Lobbyists who represent key stakeholders in health care reform quietly have begun plotting how their clients’ legislative priorities would fare if Members make good on the threat of moving reforms to a budget reconciliation package.

A budget reconciliation bill in the Senate would require a simple 51-vote majority, vastly easier to obtain than the usual 60 votes needed to break a filibuster.

As the health care debate has grown increasingly partisan, lobbyists say they are taking more seriously the looming possibility of having many reforms added to reconciliation.

“I think almost everyone looks at reconciliation as a last resort,” said John Rother, executive vice president of policy and strategy for the seniors’ lobby AARP. “But we haven’t made a lot of progress. Patience is running thin.”

Health care lobbyists say they are hedging their bets.

“The difference between the 60-vote bill and the 51-vote bill is pretty big, not only substantively, but also the political dynamics,” one health care consultant said. “From a lobbying tactics standpoint, what you’re doing right now is working both — because you don’t know which direction it’s going to go.”

Senators, especially Finance Chairman Max Baucus (D-Mont.), are still working with Republicans to find bipartisan agreement on a health care overhaul. That’s one track.
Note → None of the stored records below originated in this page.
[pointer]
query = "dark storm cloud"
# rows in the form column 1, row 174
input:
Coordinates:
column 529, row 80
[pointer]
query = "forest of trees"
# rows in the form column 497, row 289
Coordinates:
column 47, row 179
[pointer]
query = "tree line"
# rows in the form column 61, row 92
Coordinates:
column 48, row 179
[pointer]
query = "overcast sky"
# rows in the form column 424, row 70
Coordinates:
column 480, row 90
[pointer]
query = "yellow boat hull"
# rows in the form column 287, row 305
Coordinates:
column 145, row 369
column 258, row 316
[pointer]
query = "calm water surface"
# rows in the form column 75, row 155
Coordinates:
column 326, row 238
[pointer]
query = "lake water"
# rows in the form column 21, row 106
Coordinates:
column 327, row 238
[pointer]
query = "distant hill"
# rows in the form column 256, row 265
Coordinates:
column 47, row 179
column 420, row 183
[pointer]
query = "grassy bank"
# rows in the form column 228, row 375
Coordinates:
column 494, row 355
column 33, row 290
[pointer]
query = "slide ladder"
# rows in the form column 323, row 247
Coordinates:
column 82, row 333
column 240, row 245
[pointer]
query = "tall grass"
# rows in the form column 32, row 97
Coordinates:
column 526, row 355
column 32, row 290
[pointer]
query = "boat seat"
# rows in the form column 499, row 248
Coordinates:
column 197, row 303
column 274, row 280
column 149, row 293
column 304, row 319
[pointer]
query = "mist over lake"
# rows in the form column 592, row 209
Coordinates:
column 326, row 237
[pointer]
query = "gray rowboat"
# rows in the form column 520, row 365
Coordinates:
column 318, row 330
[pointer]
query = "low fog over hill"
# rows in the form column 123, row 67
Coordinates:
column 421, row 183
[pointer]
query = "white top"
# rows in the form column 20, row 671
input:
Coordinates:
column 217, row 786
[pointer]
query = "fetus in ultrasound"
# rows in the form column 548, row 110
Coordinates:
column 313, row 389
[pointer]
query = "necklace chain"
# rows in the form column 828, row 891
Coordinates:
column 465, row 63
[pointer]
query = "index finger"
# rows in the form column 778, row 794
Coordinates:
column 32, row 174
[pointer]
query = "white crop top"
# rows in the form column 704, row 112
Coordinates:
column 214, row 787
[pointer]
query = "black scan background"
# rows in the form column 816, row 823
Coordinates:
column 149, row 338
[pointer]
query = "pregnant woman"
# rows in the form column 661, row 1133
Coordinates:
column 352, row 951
On the reconciliation track, lobbyists say they are attempting to navigate Senate rules and procedures to figure out what health care items could go — and could not go — with reconciliation.

In order to be included in the budget bill, policy measures would have to be scorable by the Congressional Budget Office and would be subject to Senate precedents and the Byrd rule, which prohibits “extraneous matter” on reconciliation bills.

“You’ve got to be carrying a couple of different approaches in your head,” said Eric Ueland, a lobbyist with the Duberstein Group and former chief of staff to then-Senate Majority Leader Bill Frist (R-Tenn.). “The whole context changes when you’re in a budget reconciliation process versus an open authorization process. It’s a time-limited process. They’re under the gun down there on the floor.”

Because of the arcane nature of the rules governing reconciliation, private-sector clients and even some Senate offices are reaching out to consultants like Ueland, former Senate Parliamentarian Robert Dove of Patton Boggs, and Martin Paone, who was the Senate’s Democratic secretary and managed its cloakroom.

The key question is what would be included under reconciliation and what would be the status of pre-existing industry deals, such as one struck with pharmaceutical companies that would reportedly raise $80 billion in revenue over 10 years or one with hospitals that agreed to take a $155 billion hit over a decade.

Lobbyists with pharmaceutical and hospital clients said it’s unclear for now what would happen to those deals, especially because budget reconciliation rules cover only a five-year period.

It’s also not clear whether items such as generic biologics, which does have a CBO score, would be eligible for reconciliation, several sources said.

In addition, many of the broader initiatives, such as insurance market reforms, would most likely not go on reconciliation.